People are always asking me what I do for work or how I am able to travel so often. Well my friends, I’m here to share my knowledge with ya! I am doing no different from you. The main difference is:
- First and foremost, gain the understanding that travel DOES NOT HAVE TO BE EXPENSIVE. It definitely can be, but it all depends on the type of traveler you are. So figure that one out first. Are you a chilling by a five star resort, sipping cocktails kinda gal? Or a living like the locals adventurer?
- Ditch the fancy hotels and resorts
- Travel somewhere where your currency is strong
- Budget your trip out BEFORE you go
With that being said, let’s dive a little deeper.
Lets talk flights
I’m not entirely sure why, but people have this idea that you need thousands of dollars to leave the country. Not true. As a traveler from the United States, you can purchase a flight for as little OR LESS than domestic flights. A few pointers for snatching up that cheap flight? BE FLEXIBLE. It’s all about the flexibility of your travel days. Use websites like Skyscanner, ITA matrix, google flights and Scotts cheap flights to cross check that you are getting the best possible price. If you use a credit card, think about getting a travel card so you can build up points. This way you can get free flights from them, as well as other benefits such as: free global entry, TSA precheck, and free access to airport lounges. Check out the best travel credit cards as of April 2020 https://www.nerdwallet.com/best/credit-cards/travel.
I’m not one to stay in a fancy resort or hotel. Thank gosh, that saves me A LOT of money. I religiously go to https://www.hostelworld.com/ to find the cheapest hostel around me. Depending where you are, they can be as cheap as 3$ a night to a couple hundred. I typically spend between 10$-20$ a night for a shared room in a hostel. There’s private room options as well, but they’re slightly more expensive. A lot of people are skeptical of hostels, maybe it has something to do with that horror movie that came out? I don’t know. I’m here to tell you, THEY ARE PERFECTLY SAFE. Now with that said, obviously do your research. Read reviews, check the locations and you’ll be dandy! Hostels are a great way to meet people when backpacking, especially solo traveling. I’ve even had my mom stay in them with me when we traveled together (I think she will appreciate me withholding her age, but ya know she’s your typical Karin). She quickly became the hostel “mumsie”. You’ll meet some pretty awesome people in hostels. They hold a lot of free events like bbq nights, movie nights, free yoga, game nights, bar crawls and local tours all for super cheap! It’s a great place to share travel tips, embrace the local cuisine while having a family style dinner (cheap, money saving option), and make lifelong friends.

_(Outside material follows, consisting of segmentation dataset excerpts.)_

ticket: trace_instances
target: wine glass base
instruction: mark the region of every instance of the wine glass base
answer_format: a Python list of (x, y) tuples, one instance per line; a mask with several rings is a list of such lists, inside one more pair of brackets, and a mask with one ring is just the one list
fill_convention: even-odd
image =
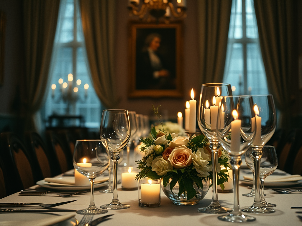
[(198, 212), (204, 213), (227, 213), (233, 210), (230, 208), (222, 207), (220, 204), (215, 206), (210, 205), (207, 207), (197, 209)]
[(276, 211), (274, 209), (267, 208), (265, 206), (253, 206), (249, 207), (244, 207), (241, 209), (243, 212), (251, 213), (272, 213)]
[(234, 215), (231, 213), (227, 215), (220, 216), (217, 218), (221, 221), (229, 222), (247, 222), (253, 221), (256, 220), (256, 218), (253, 217), (247, 216), (243, 214)]
[(103, 213), (108, 213), (108, 210), (104, 209), (101, 209), (98, 208), (91, 208), (88, 207), (86, 209), (81, 209), (78, 210), (76, 213), (79, 214), (90, 214), (94, 215), (96, 214), (102, 214)]
[(127, 209), (130, 207), (130, 205), (127, 205), (121, 203), (114, 204), (112, 203), (109, 204), (106, 204), (104, 205), (101, 205), (100, 206), (100, 208), (106, 209)]

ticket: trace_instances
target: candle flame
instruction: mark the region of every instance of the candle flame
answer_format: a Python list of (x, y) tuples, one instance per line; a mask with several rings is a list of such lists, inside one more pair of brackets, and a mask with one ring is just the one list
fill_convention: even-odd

You can always check out sites like https://www.couchsurfing.com/https://www.couchsurfing.com/ and https://www.airbnb.com/ for cheaper options as well. Couchsurfing is where locals allow you to sleep on their couch for free. I’ve personally never done this, but hey the options there. As for airbnb, if I’m being honest it’s not my favorite website to use. They throw so many extra fees in there for cleaning, extra guests and service fee’s….whatever that even means. I feel like it ends up being just as expensive or sometimes even more than hotels.
Travel where your currency is strong
Now I don’t typically let this steer me away from visiting a country, but if you’re REALLY on a tight budget check out a country that you’re currency is stronger than the local currency…ya know where you can get a bang for your buck!
A good way to save on food when traveling is to go to the local food store and cook your meals yourself. If you’re staying at a hostel, a majority of the time there is a kitchen for guests to use, as well as free breakfast or a least a cheaper option for meals. Try and embrace the culture like a true native. You can even try things like mealsharing.com where you join a local for a meal. Cheaper than going out to dinner, but more exciting than eating in. The options are endless!
Set a goal for how much you want saved for a trip months ahead of time. Each paycheck, set aside just a couple bucks. Skip your morning Starbucks run, you don’t NEED any new clothes, limit going out to eat, pick up some extra shifts at work or get a side hustle going. It will add up quickly, trust me! Now before you leave, figure out on average how much you will need for accommodation, food, tours, and flights per day then multiple that by the total amount of days you’ll be traveling. This way you have a set amount in mind and can keep your self on track each day. If you spend a little more than planned one day, pull the reins back the next.